The result is a lineup of objects with forms that don’t seem to play by the rules; there’s the stackable “Chin Chair” that fuses both soft curves and round shapes, and the multiuse “Kpole” standing pole with its bent lines, to their first-made product “Stooble” (stool and table), which explored the materiality of steel and acrylic.
“We want to give space for our customers, stimulate their curiosity and let them define the products themselves.” – Angeline Kesia of Knob Knob
“It’s hard for us to describe Knob Knob’s personal style. We both hold these ideas of what each piece may look like as well as its function, but it’s always going to be loosely defined,” explained Angeline. “We try as much not to segment our products. We want to give space for our customers, stimulate their curiosity and let them define the products themselves.”

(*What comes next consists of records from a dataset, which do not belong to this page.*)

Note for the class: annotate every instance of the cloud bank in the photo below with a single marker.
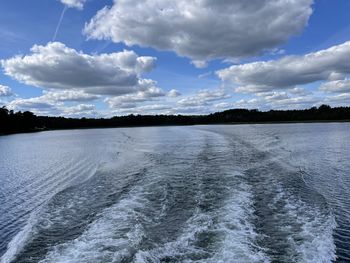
(79, 4)
(203, 29)
(56, 66)
(5, 91)
(329, 64)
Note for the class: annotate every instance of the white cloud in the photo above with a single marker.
(204, 29)
(290, 70)
(336, 86)
(148, 93)
(53, 105)
(56, 66)
(68, 95)
(5, 91)
(79, 4)
(203, 97)
(174, 93)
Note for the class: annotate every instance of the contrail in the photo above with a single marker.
(59, 23)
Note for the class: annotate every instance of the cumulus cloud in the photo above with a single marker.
(68, 95)
(52, 104)
(79, 4)
(336, 86)
(56, 66)
(174, 93)
(148, 93)
(329, 64)
(203, 97)
(279, 101)
(204, 29)
(5, 91)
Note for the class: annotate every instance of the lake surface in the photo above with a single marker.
(243, 193)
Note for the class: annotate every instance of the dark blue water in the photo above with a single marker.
(245, 193)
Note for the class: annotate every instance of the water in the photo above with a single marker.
(245, 193)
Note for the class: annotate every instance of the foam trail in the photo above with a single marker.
(59, 23)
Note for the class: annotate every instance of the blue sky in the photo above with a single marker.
(161, 56)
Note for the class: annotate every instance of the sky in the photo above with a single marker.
(101, 58)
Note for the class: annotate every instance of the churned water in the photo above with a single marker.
(243, 193)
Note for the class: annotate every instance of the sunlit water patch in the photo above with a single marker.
(250, 193)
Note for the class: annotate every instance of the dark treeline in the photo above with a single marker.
(15, 122)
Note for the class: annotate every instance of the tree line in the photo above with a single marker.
(17, 122)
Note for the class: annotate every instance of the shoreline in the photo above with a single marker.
(180, 125)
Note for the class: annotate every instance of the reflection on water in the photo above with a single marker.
(245, 193)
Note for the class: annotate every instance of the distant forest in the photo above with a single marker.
(17, 122)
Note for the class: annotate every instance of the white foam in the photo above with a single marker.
(230, 223)
(108, 239)
(20, 239)
(317, 233)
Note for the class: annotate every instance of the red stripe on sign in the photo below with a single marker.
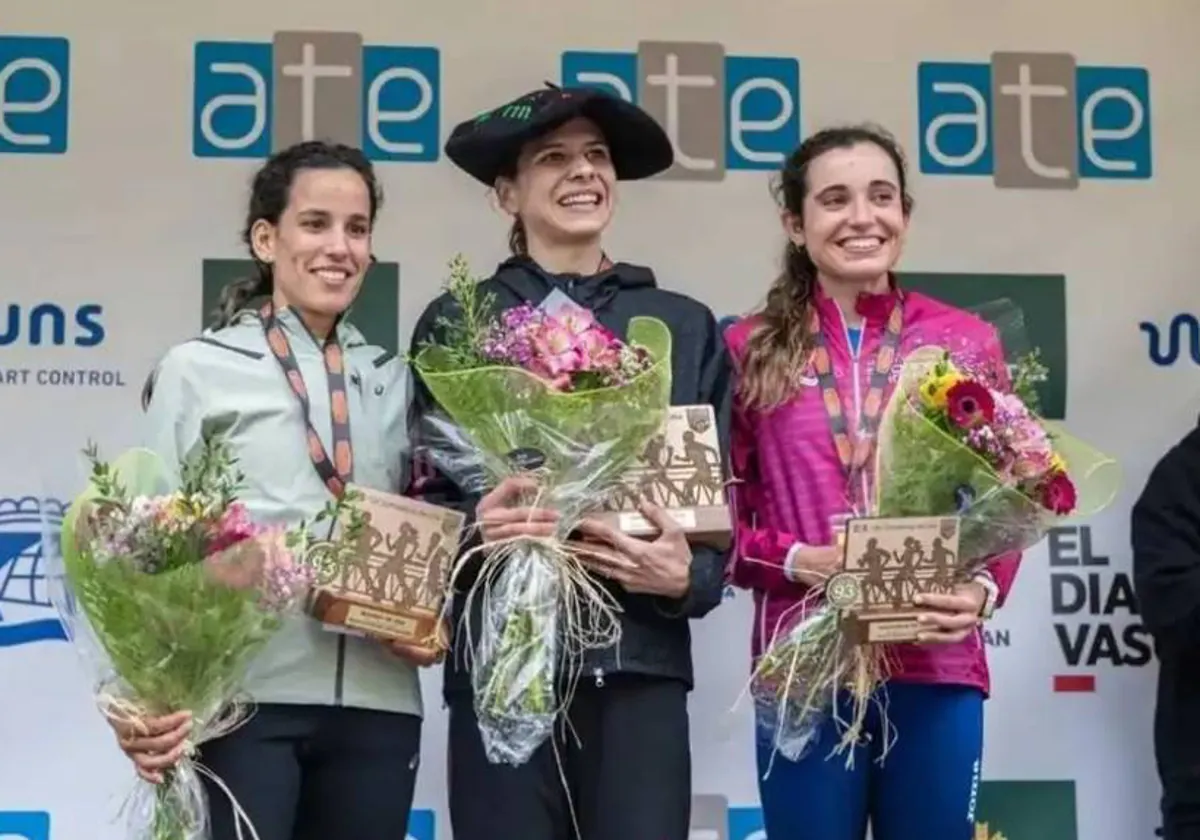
(1074, 683)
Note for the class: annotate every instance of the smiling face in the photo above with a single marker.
(321, 247)
(564, 186)
(853, 220)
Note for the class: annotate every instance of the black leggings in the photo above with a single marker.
(316, 773)
(625, 760)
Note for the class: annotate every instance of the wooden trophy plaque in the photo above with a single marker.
(394, 586)
(887, 562)
(681, 471)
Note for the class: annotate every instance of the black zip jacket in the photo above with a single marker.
(1165, 537)
(655, 634)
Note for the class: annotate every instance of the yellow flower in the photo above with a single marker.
(935, 388)
(983, 832)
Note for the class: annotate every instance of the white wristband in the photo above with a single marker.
(790, 562)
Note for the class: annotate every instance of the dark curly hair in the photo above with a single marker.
(270, 192)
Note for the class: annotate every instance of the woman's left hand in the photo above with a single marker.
(421, 657)
(659, 567)
(952, 617)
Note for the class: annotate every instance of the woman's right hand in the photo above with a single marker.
(813, 565)
(154, 744)
(501, 517)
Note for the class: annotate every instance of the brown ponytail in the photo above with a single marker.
(519, 243)
(780, 345)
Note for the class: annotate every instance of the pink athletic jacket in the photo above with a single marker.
(789, 481)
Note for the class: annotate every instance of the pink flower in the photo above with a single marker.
(970, 405)
(232, 528)
(1059, 495)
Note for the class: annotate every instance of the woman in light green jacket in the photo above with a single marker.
(331, 750)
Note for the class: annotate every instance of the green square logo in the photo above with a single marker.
(1026, 810)
(1042, 300)
(376, 312)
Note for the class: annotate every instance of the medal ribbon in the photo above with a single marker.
(335, 477)
(853, 453)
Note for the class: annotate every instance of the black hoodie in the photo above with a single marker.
(1165, 537)
(655, 636)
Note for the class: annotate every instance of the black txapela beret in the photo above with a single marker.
(487, 145)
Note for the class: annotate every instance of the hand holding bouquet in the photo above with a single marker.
(951, 443)
(171, 594)
(553, 408)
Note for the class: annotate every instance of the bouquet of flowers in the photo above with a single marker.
(169, 594)
(951, 443)
(551, 394)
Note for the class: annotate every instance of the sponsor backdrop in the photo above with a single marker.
(1053, 151)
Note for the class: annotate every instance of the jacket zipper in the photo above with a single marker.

The duo also started Casa Goods, their curatorial project of furniture, lighting and interior objects. In a similar vein to Knob Knob, the shop boasts items that offer unconventional styles and designs, from bulbous sofas, wiggly-shaped utensils, to colour-blocking glassware. “Our curation process is a long coming together. We source them from the U.S., Asia and even locally. We started selling them online and many people find it interesting, maybe because the pandemic has made many people think about the comfort of their own space,” said Candy.

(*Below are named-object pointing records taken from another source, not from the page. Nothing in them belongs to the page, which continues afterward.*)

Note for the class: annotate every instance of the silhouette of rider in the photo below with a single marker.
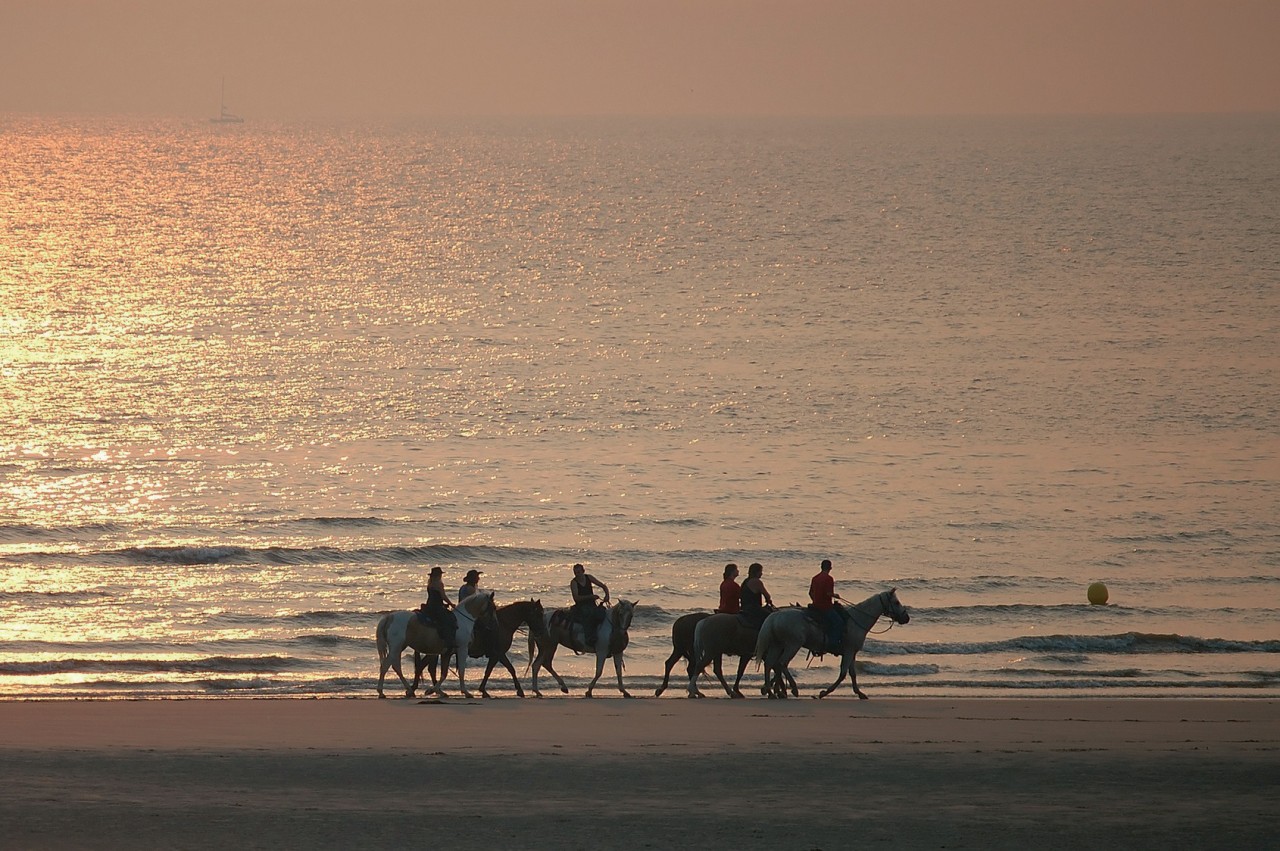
(731, 593)
(757, 603)
(437, 608)
(822, 591)
(585, 609)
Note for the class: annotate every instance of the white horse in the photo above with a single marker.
(787, 630)
(401, 630)
(611, 640)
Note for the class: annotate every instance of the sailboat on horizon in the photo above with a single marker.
(225, 117)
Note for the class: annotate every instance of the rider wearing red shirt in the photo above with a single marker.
(731, 593)
(822, 591)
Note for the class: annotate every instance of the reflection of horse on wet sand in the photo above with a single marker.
(611, 640)
(789, 630)
(716, 637)
(681, 645)
(496, 644)
(721, 635)
(398, 631)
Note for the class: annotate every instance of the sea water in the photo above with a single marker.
(257, 380)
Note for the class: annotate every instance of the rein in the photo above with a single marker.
(867, 628)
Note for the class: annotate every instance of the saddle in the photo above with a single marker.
(575, 627)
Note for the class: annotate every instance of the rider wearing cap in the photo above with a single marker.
(585, 609)
(470, 584)
(757, 603)
(438, 605)
(822, 591)
(731, 593)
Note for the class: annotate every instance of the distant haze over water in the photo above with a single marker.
(259, 379)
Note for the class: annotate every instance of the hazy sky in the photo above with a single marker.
(388, 58)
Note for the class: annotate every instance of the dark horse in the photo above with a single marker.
(494, 641)
(682, 645)
(789, 630)
(496, 644)
(611, 640)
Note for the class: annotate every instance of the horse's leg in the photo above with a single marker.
(384, 664)
(400, 672)
(846, 664)
(718, 667)
(544, 660)
(506, 663)
(671, 663)
(484, 681)
(600, 655)
(617, 667)
(741, 667)
(853, 677)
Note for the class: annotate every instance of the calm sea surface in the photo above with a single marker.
(257, 380)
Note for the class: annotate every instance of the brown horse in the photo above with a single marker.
(497, 643)
(681, 645)
(398, 631)
(789, 630)
(611, 640)
(718, 636)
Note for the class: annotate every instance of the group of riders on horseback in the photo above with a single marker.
(753, 603)
(745, 625)
(588, 608)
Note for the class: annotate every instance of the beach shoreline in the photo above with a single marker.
(641, 773)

Following people’s growing interests and enthusiasm toward Knob Knob and Casa Goods, both see that the market is indeed reacting to the evolution in visual style. But instead of fitting it in the frame of the pandemic, Candy and Angeline regard it as a constant change that moves with the times.
Angeline concluded: “Humans get bored. I feel like the shift happens because the era of minimalism has become so commercialised to a point that it’s everywhere. But every era has its own moment, and there will be repetitions; we may shift towards the quirky and unique styles now and go back to minimalism in a few years with a different approach.”